First, she had to get out into the big, wide world. The doctor was working away with those big hands. Even though he was huge by most standards, he was very gentle. He got one leg out and then the other. He pulled ever so slightly and she slid down to her armpits. Then he worked her arms out, one at a time. I could see everything in the mirror that was positioned above and behind him. There was the little body with arms and legs but no head. He said, “I’m going to have to cut you some more and I don’t have time to give you another local.” I gasped, “Do what you have to do.” One of the nurses had given me a wet washcloth to keep my lips from drying out and I bit it until my mouth bled. I could feel the scissors as he lengthened the cut to give way for the baby’s head to emerge. The nurse came over with the mask and put it over my mouth and nose but I pushed it away. I didn’t need it. I was so into what was going on, I didn’t want to miss a thing.
By that time, the storm outside was in full swing with thunder and lightning crashing around the hospital. Just as the baby’s head came out, there was an especially loud crash. It was 10:09 pm. There she was—so tiny. There was no holding her up by her feet and smacking her on the bottom. The doctor put her body, belly down, on the palm of his hand and rubbed her back. She began to whimper and then let out a lusty cry. She was no longer in her warm nest and she was letting everyone know what she thought.
The nurse took her, weighed and measured her (5 lubs 15 1/2 ozzies, 18″ long), wrapped her in a green surgical sheet and put her in my arms. DH and I were charmed. I made myself available and she started rooting around like a little kitten while the doctor busied himself with the placenta and patching me up.
As much as he had to cut me, there was a lot of stitching to do. After he was done, he tested the stitches and one popped, ‘way up inside.
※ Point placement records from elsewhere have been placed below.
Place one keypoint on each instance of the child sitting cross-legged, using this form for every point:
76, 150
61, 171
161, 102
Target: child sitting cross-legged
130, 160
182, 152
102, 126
There was nothing to do but to leave it and hope for the best. He told me I might have problems with that someday but best case would see it heal okay. I’ve had problems.
The nurses were amazed I had gone through a breech birth with nary a whimper. They were proud and bragged to the rest of the staff that I had been a real champion. That beautiful baby girl made everything worthwhile.
One of the nurses on duty on the floor was a member of our church. We’d gotten close and she said she was DD’s Nebraska grandmother. The boys had already adopted her as theirs.
I was moved to a room and we waited for our DD to be cleaned up and made presentable. She was brought to us “wrapped in swaddling clothes” lying in a hospital bassinet. The nurses left us alone so we could get acquainted. We unwrapped her and inspected every inch. There was a strawberry birthmark on the back of her neck up high, right at the base of her skull, and a large brown spot on one hip. She had ten fingers and ten toes and everything was where it was supposed to be.
It wasn’t long until the nurses came to take her to the nursery. I had requested rooming in but since I was having surgery on Monday to insure no more pregnancies, that was denied. They couldn’t have her sleeping in my room and then move her to the nursery during the operation. Don’t ask me why. I don’t know. We were both unhappy with the arrangement but there was nothing I could do but comply.
DH had to go home and get some rest before he came back in the morning. It was a long drive back and it was already late. But, next day, what a tale my mother had to tell!